I recently read a Guardian article about extreme night owls, which got me thinking. How many of us are now working from home, and finding out new things about how we work best? My guess is a lot of us!
If you’ve recently begun remote working, your daily schedule is probably one of the first things which shifted. The article focuses on people whose natural rhythms (or “chronotype”, as it’s apparently called) make them prefer to go to bed and wake up later than most of us. For these extreme night owls, working from home can be a godsend. Even if your workplace still requires you to be at your computer 9–5 every day, just removing the commute can mean a hefty extra chunk of time in bed. And of course, the relief is even more profound if you’re now allowed to work any hours, so long as you get everything done.
You might think that sounds lazy, like these people are just after a lie in. But as pointed out in the article, extreme night owls really do seem to be wired differently, and by shifting their working day later they tend to be much more focused, productive and happy. And of course, the inverse is also true – there are certainly some morning larks out there who are rejoicing about being able to start work at 7 instead of 9 or 10. In both cases, they may find the quality and speed of their work is much better when they can adjust their working hours.

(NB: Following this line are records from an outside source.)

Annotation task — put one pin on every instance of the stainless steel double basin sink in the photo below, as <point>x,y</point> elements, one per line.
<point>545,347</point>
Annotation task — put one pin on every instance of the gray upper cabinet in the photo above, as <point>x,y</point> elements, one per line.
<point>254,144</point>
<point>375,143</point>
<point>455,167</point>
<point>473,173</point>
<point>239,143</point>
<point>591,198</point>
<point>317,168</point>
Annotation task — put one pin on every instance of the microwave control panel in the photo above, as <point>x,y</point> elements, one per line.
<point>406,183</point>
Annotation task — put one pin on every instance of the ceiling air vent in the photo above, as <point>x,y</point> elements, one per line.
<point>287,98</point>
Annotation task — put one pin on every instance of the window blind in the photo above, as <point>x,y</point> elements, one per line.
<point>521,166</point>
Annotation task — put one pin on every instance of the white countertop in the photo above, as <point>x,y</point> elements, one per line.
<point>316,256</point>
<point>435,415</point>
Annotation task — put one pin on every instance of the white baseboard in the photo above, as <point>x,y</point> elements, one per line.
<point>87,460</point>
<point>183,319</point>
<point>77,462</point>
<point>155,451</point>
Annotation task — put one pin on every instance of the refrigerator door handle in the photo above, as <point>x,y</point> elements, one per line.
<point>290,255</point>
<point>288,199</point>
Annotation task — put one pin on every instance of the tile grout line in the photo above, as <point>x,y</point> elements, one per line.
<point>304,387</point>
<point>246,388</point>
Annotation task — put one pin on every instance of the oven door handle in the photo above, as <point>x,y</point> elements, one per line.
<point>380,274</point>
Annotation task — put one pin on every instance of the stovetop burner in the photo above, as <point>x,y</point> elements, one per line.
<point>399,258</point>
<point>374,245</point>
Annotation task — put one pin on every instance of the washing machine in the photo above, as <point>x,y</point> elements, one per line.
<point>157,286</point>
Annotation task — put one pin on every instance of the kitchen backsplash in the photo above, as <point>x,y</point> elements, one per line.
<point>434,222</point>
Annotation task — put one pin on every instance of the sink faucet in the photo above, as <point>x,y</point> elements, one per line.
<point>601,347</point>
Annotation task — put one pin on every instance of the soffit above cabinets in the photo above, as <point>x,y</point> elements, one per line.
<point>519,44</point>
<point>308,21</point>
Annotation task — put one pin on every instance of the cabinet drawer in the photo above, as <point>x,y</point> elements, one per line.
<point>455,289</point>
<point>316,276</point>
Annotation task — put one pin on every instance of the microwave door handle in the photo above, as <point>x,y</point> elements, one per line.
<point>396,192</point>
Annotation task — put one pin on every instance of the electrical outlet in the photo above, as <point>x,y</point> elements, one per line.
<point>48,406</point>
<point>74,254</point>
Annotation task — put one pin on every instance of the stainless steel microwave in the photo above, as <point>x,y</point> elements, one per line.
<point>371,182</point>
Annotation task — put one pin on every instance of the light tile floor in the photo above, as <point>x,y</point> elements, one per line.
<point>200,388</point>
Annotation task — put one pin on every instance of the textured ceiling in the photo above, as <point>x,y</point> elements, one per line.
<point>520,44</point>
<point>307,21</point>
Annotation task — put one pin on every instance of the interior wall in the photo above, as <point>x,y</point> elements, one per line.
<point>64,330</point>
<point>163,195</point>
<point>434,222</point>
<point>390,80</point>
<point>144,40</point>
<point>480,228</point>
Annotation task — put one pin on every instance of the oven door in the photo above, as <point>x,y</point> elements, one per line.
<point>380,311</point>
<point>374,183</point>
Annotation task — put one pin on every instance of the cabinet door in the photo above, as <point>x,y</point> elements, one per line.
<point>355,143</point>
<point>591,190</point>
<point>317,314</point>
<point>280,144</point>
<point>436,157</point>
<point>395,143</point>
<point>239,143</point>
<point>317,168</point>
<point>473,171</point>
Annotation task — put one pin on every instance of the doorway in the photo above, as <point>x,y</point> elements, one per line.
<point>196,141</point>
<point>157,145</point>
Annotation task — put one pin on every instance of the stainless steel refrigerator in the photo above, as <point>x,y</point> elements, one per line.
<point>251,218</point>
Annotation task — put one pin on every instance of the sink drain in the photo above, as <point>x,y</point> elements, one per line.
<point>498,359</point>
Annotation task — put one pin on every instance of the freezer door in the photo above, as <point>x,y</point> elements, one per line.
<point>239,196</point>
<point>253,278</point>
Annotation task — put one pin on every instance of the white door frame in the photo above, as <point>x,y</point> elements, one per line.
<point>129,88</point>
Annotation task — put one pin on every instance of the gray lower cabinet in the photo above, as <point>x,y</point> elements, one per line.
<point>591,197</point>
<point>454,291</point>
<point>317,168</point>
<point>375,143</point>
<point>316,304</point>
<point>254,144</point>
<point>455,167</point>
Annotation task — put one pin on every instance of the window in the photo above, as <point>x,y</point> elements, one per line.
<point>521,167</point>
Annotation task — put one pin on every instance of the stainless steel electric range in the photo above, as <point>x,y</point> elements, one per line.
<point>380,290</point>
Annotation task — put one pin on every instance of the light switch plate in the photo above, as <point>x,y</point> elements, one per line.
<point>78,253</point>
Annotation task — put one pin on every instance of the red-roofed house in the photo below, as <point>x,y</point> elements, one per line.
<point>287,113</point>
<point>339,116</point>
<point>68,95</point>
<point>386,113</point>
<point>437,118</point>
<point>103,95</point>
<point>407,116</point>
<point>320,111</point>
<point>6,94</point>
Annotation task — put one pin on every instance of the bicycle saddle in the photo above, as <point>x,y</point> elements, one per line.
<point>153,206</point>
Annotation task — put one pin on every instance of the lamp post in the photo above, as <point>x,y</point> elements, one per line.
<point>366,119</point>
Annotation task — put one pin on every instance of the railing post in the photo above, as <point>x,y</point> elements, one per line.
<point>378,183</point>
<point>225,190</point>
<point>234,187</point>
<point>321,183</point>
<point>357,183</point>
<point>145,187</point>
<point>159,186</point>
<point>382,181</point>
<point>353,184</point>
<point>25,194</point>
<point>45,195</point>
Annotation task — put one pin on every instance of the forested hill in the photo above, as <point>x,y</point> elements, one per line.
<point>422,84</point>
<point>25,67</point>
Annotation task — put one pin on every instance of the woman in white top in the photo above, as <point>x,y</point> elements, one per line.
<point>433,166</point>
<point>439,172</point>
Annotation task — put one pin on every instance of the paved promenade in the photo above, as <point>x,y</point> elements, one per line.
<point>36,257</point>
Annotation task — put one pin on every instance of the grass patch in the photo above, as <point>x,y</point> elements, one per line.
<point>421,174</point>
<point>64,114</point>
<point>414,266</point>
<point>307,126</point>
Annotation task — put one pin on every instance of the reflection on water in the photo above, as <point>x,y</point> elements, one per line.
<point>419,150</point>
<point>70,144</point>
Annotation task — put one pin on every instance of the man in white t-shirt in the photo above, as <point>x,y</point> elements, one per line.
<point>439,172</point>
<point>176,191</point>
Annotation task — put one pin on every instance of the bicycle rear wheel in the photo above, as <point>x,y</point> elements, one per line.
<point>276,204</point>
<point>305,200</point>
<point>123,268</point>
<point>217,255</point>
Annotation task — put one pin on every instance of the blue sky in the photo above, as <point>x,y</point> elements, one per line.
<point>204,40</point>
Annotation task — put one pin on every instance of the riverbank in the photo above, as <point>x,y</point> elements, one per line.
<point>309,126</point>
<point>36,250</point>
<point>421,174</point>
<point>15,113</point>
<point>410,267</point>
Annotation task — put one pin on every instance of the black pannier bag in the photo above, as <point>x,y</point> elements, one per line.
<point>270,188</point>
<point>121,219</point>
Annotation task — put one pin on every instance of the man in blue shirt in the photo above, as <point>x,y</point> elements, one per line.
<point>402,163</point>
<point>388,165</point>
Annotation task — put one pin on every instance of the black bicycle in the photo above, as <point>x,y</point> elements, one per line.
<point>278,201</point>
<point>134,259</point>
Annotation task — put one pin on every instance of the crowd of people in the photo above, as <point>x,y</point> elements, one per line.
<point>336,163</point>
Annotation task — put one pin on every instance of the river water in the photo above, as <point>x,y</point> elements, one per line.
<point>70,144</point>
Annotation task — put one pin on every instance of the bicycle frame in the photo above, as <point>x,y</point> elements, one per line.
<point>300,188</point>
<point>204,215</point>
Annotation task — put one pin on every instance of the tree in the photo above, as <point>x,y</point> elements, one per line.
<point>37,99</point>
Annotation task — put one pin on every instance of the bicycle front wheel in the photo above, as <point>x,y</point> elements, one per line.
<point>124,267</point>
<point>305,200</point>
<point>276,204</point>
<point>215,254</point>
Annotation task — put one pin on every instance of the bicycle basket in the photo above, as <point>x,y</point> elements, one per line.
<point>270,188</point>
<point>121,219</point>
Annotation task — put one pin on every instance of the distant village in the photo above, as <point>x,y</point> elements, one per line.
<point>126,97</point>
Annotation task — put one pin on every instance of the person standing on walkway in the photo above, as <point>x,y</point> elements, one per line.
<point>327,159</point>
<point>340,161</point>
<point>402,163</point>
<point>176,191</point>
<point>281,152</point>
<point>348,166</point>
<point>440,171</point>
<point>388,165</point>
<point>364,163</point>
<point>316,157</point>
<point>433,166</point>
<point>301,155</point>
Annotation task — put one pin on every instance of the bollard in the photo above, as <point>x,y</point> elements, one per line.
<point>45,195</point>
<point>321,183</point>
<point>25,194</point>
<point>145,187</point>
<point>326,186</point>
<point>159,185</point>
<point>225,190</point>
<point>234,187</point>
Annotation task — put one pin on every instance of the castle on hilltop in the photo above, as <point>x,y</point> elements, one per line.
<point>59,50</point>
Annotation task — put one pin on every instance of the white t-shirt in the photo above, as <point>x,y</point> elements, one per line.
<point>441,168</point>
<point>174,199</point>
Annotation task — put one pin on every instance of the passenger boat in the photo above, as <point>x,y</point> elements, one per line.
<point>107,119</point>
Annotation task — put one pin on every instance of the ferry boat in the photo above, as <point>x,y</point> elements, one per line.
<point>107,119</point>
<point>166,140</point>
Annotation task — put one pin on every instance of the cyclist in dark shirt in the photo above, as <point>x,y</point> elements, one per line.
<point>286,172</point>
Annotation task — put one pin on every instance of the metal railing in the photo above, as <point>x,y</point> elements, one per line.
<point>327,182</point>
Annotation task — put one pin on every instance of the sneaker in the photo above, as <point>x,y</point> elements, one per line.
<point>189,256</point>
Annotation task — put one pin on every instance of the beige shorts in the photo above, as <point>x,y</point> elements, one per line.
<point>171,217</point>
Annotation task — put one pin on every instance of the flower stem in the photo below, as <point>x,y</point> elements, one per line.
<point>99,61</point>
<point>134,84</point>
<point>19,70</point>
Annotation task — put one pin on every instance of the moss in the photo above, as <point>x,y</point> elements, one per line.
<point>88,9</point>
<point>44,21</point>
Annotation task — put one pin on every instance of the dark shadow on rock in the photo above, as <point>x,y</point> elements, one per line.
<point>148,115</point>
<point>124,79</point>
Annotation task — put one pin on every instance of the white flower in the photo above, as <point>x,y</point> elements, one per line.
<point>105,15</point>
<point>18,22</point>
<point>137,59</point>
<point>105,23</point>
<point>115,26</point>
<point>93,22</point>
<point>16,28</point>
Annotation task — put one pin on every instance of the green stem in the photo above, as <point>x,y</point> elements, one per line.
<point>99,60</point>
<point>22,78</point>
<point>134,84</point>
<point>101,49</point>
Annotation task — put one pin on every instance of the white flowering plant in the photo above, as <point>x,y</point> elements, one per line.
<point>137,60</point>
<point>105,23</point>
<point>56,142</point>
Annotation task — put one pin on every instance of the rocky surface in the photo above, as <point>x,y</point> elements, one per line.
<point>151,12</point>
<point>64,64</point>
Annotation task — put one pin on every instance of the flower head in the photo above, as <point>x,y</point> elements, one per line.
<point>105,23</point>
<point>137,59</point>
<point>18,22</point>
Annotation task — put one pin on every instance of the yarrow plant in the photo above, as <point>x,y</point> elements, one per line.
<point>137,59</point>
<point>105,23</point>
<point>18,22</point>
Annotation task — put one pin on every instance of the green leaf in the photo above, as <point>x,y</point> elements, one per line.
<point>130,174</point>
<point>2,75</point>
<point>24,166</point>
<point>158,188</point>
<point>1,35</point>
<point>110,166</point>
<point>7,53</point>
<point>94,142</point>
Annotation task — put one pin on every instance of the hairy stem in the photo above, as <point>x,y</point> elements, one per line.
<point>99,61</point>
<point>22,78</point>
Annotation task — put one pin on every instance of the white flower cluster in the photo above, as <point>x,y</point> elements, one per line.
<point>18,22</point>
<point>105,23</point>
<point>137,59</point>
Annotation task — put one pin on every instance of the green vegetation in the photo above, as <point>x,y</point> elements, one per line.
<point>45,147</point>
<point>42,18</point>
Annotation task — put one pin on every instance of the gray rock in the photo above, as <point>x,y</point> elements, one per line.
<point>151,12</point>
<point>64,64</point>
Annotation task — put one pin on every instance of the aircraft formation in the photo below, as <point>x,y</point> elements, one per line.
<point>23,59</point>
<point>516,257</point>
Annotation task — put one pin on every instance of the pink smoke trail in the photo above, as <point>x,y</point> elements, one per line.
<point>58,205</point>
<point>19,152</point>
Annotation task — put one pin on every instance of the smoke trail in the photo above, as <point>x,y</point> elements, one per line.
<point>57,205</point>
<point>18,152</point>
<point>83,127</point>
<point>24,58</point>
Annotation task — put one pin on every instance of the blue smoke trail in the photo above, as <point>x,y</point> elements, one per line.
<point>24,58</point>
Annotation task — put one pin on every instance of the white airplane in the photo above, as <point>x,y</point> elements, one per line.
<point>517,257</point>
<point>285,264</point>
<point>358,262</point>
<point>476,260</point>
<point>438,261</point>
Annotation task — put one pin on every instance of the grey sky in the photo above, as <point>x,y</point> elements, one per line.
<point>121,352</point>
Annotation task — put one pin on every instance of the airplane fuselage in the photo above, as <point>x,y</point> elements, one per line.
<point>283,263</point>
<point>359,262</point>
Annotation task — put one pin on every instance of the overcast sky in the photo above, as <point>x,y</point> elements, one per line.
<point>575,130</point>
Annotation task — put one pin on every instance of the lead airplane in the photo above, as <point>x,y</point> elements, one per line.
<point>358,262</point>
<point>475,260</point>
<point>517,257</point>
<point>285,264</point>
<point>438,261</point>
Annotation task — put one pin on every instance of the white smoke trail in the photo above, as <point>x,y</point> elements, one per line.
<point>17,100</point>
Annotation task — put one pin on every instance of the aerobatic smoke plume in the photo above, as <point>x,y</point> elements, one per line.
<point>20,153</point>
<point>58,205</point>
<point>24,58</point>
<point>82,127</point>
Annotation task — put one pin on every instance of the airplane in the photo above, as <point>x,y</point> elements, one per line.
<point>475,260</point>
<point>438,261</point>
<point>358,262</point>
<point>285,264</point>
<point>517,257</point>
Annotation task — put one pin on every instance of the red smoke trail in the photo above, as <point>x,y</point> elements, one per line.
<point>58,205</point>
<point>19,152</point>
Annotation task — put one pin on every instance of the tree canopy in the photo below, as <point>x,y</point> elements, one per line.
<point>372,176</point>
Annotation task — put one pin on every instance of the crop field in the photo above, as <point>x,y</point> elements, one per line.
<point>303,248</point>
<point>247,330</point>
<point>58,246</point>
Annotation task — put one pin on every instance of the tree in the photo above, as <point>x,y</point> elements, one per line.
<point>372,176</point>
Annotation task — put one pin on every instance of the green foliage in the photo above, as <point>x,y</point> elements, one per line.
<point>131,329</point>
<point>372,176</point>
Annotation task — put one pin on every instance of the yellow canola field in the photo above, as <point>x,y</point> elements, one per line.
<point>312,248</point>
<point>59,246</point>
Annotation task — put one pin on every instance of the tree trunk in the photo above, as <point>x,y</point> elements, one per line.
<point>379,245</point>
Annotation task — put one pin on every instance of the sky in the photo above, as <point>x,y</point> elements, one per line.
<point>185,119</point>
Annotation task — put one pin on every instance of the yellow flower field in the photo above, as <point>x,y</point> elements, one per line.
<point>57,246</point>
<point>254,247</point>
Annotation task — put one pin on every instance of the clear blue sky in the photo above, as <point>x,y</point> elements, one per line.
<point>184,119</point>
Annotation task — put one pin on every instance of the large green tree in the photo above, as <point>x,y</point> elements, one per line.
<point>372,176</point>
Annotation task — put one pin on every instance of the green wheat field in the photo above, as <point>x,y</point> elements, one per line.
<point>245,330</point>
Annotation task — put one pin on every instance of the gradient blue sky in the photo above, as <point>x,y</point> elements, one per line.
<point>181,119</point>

All this made me think, what else might people be discovering about their work style while they’re out of the office, especially in these strange circumstances? Perhaps that they work much better with peace and quiet, rather than office chatter? Or that their motivation wanes without other people around? Maybe that they spend far too much time in meetings usually – or too little? (Honestly, I’ve rarely heard anyone say they want more time in meetings, but I’m sure someone must!)
For some women, especially, working at home with their partner has made a few things starkly clear. I’ve heard from more than one person who’s realised she really does do much more than her male partner when it comes to domestic chores and childcare. She’ll be the one to pause in her work to go help set up an online class, to handle most at-home teaching, to sort out groceries and cooking, to clean… When both partners are in the house all the time, it seems that it’s easier to spot these patterns.
Of course, I hasten to add that this isn’t the case in every household – but this forced, prolonged proximity is certainly revealing a lot!
So if you’re now working from home, what have you found out about yourself? And how will it affect your post-lockdown life? Many companies will probably be more open to flexible working requests in future, having now thoroughly tested their remote working systems. Will you be taking advantage of that, asking to work from home or at different hours? Or are you very ready to get out of your house and back to the office?